Open
Description
Describe the bug
When using AutoModelForSequenceClassification.from_pretrained
to download a model I got the following.
OSError: distilbert-base-uncased does not appear to have a file named pytorch_model.bin but there is a file for TensorFlow weights. Use `from_tf=True` to load this model from those weights.
.venv/lib/python3.12/site-packages/transformers/modeling_utils.
This seems to indicate that I needed to specify from_tf=True
but that was already set.
After much digging I found the issue was I had an older version of hf-xet
, specifically 1.0.0
.
This passes the is_package_available
used by is_xet_available
but then when xet_get is called it tries to load the dependency and fails, resulting in the above message.
Reproduction
Run the following with hf-xet v1.0.0 installed.

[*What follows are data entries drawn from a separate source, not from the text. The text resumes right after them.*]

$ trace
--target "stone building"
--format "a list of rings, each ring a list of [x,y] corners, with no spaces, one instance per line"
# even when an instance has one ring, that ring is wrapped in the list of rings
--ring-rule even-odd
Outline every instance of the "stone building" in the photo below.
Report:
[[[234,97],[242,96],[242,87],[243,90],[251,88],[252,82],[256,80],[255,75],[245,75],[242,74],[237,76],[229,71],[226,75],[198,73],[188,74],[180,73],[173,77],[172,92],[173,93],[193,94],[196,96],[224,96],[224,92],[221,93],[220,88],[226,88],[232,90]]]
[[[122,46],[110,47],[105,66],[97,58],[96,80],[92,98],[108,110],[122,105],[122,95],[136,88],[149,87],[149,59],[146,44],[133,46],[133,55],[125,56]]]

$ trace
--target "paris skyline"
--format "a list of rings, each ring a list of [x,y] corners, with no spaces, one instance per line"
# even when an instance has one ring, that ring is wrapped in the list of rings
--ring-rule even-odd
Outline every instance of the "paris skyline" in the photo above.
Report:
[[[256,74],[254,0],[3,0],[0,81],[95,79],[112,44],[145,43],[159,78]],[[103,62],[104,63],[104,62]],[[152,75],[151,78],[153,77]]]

from transformers.models.auto.modeling_auto import AutoModelForSequenceClassification
AutoModelForSequenceClassification.from_pretrained("distilbert-base-uncased", from_tf=True)
Logs
.venv/lib/python3.12/site-packages/transformers/models/auto/auto_factory.py:571: in from_pretrained
return model_class.from_pretrained(
.venv/lib/python3.12/site-packages/transformers/modeling_utils.py:279: in _wrapper
return func(*args, **kwargs)
.venv/lib/python3.12/site-packages/transformers/modeling_utils.py:4260: in from_pretrained
checkpoint_files, sharded_metadata = _get_resolved_checkpoint_files(
_ _ _ _ _ _ _ _ _ _ _ _ _ _ _ _ _ _ _ _ _ _ _ _ _ _ _ _ _ _ _ _ _ _ _ _ _ _ _ _
pretrained_model_name_or_path = 'distilbert-base-uncased', subfolder = ''
variant = None, gguf_file = None, from_tf = True, from_flax = False
use_safetensors = None, cache_dir = None, force_download = False, proxies = None
local_files_only = False, token = None
user_agent = {'file_type': 'model', 'framework': 'pytorch', 'from_auto_class': False}
revision = 'main', commit_hash = '12040accade4e8a0f71eabdb258fecc2e7e948be'
def _get_resolved_checkpoint_files(
pretrained_model_name_or_path: Optional[Union[str, os.PathLike]],
subfolder: str,
variant: Optional[str],
gguf_file: Optional[str],
from_tf: bool,
from_flax: bool,
use_safetensors: bool,
cache_dir: str,
force_download: bool,
proxies: Optional[Dict[str, str]],
local_files_only: bool,
token: Optional[Union[str, bool]],
user_agent: dict,
revision: str,
commit_hash: Optional[str],
) -> Tuple[Optional[List[str]], Optional[Dict]]:
"""Get all the checkpoint filenames based on `pretrained_model_name_or_path`, and optional metadata if the
checkpoints are sharded.
This function will download the data if necesary.
"""
is_sharded = False
if pretrained_model_name_or_path is not None and gguf_file is None:
pretrained_model_name_or_path = str(pretrained_model_name_or_path)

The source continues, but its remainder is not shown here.